A un tratto la limpida voce di una bimba esclamò:
“Papà, come mai il re non ha vestito?”
L’uomo che teneva la fanciulletta in collo avrebbe voluto sprofondare sotto terra. “E’ una bambina,” balbettò, “non è abbastanza intelligente per vedere.”
Ma quelli che erano vicino domandarono: “Come ha detto?
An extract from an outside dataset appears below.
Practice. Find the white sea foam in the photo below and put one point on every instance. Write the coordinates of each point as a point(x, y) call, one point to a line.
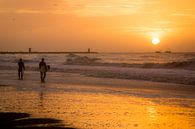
point(174, 68)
Che il re non è vestito?”
“Si, si, ha detto così.”
E improvvisamente fu un coro di voci: “E’ vero, è vero, il re non ha nulla addosso.”
Il grido dilagò e giunse fino alle orecchie del re. Il sovrano cominciò a sospettare di essere stato imbrogliato, e l’idea di dover passare in mutandoni per le vie della città gli fece venire le vertigini. Ma ormai non c’era nulla da fare: era meglio insistere nella finzione fino all’ultimo.
E, a testa alta, più maestoso che mai, riprese il cammino seguito dai paggi che, irrigiditi e a braccia tese, continuarono a reggere il nulla.